From the get-go, there are several crucial factors to consider before planning food for an event, any of which can cause unexpected issues if you haven’t planned ahead:

  • Budget – this may seem obvious, but the key to the budget is being realistic and building in potential cost overage.
  • Timing of orders and the actual event – waiting too long to locate a caterer can mean resorting to an alternate plan that could go poorly.
  • Allergies and food sensitivities – in this day and age, if you’re planning an event, you should automatically assume that you will have guests that are vegetarian, vegan and/or gluten-free, among other health needs.
  • Religions and customs – consider the time of year of your event and the audience. For example, f it’s Lent, you’ll need different options on your menu.
  • Risk factors – such as food inspection, preparation, cross-contamination, alcohol consumption. Be sure the proper licenses are held by vendors involved and the venue.
  • Accommodations for those with disabilities – if you have a buffet, you’ll need to be sure someone can assist those who need help.
  • Service staff – be sure you have enough staff to handle the event properly. 

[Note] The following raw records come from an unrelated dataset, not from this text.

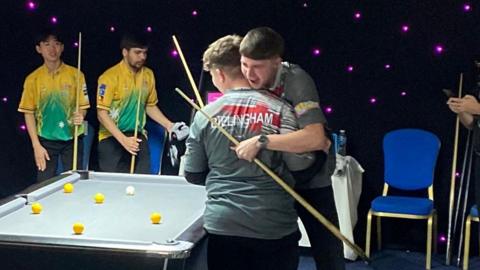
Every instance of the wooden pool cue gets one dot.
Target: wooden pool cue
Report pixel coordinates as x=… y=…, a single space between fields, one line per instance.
x=334 y=230
x=137 y=120
x=77 y=103
x=448 y=253
x=189 y=74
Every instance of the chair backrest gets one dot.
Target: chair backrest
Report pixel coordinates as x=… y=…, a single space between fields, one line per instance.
x=410 y=156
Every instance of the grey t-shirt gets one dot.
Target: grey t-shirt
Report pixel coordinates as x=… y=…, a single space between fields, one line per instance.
x=242 y=200
x=295 y=86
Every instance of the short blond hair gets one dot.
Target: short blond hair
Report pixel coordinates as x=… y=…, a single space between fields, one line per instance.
x=224 y=54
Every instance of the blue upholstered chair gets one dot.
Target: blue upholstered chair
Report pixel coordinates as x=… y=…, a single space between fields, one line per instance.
x=410 y=156
x=473 y=216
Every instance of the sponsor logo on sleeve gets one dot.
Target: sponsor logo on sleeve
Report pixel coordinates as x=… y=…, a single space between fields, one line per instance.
x=101 y=90
x=304 y=107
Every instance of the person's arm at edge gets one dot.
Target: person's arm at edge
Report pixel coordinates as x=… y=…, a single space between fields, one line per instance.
x=39 y=151
x=310 y=138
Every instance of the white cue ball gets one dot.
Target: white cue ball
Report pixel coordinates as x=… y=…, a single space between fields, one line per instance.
x=130 y=190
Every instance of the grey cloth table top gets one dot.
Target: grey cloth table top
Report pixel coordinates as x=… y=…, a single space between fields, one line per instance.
x=121 y=222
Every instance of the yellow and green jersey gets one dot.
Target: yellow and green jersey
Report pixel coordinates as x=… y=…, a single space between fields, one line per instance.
x=118 y=92
x=51 y=97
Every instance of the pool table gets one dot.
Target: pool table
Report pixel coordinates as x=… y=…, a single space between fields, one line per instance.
x=118 y=233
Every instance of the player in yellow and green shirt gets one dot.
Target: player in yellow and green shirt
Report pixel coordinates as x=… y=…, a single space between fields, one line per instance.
x=119 y=89
x=48 y=103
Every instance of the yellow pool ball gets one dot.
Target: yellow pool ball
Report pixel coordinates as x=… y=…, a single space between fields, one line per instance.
x=78 y=228
x=99 y=198
x=36 y=208
x=68 y=188
x=155 y=218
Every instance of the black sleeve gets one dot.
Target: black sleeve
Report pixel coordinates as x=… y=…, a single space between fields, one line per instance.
x=304 y=176
x=196 y=178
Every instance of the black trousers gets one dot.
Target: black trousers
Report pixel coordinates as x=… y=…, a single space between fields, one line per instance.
x=112 y=157
x=62 y=150
x=476 y=178
x=327 y=250
x=242 y=253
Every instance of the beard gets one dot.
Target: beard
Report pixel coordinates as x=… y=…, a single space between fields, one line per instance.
x=136 y=65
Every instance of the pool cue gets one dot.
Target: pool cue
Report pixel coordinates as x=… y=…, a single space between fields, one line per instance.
x=137 y=120
x=448 y=253
x=282 y=183
x=187 y=70
x=465 y=199
x=459 y=197
x=77 y=103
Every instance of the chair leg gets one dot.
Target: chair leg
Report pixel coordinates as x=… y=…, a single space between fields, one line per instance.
x=368 y=235
x=434 y=236
x=429 y=243
x=466 y=244
x=379 y=233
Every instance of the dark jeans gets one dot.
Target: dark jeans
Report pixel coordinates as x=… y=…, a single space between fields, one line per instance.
x=242 y=253
x=476 y=178
x=112 y=157
x=62 y=150
x=327 y=249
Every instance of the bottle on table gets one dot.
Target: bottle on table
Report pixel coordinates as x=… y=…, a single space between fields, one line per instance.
x=342 y=143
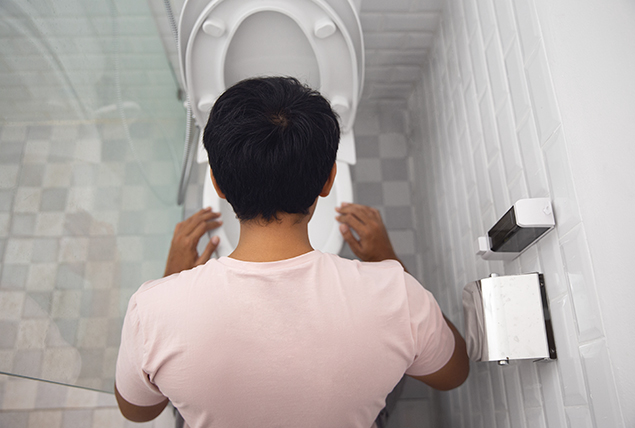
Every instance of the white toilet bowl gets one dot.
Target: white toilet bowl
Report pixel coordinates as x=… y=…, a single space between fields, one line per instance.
x=317 y=41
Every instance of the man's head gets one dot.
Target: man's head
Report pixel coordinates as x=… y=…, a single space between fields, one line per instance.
x=271 y=144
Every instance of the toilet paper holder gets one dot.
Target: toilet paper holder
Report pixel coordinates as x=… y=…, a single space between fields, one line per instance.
x=508 y=318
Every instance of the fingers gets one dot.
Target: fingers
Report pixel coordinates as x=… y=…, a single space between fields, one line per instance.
x=349 y=238
x=190 y=225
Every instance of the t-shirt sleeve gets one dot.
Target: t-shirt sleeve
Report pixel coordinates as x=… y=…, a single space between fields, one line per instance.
x=133 y=383
x=433 y=339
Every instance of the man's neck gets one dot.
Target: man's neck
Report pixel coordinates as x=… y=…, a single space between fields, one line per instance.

And now for the food itself! It’s all about variety – something for everybody. Here are some tips for meals and snacks for each time of day.

Breakfast Do’s and Dont’s

  • Do offer coffee with plenty of sweetener options – this is something people are pretty picky about!
  • Do offer fresh fruit that can last throughout the day – whole bananas, apples and oranges vs. cut fruit. 
  • Do offer a protein item – eggs, bacon or sausage, even turkey items will be appreciated.
  • Don’t rely on all pastries. They can be too heavy in the morning and those who are gluten-free or watching their carbs will not be pleased.
  • Don’t skip out on the water – hydration is key to lasting through a long meeting or event.

Lunchtime Do’s and Dont’s

  • Do offer a variety of items like sandwiches, soups and salads. You should have everyone covered with this plan. If you’re going for something different, just remember to have a low or non-carb option.
  • Do offer water, soda and tea.
  • Do offer small grab and go snack items for the afternoon, like granola or protein bars, or more fresh fruit. And of course, some guests will be searching for something sweet like a cookie. 
  • Don’t offer just chips as a side option. Offering a variety of options, including something healthy, will keep your guests happy.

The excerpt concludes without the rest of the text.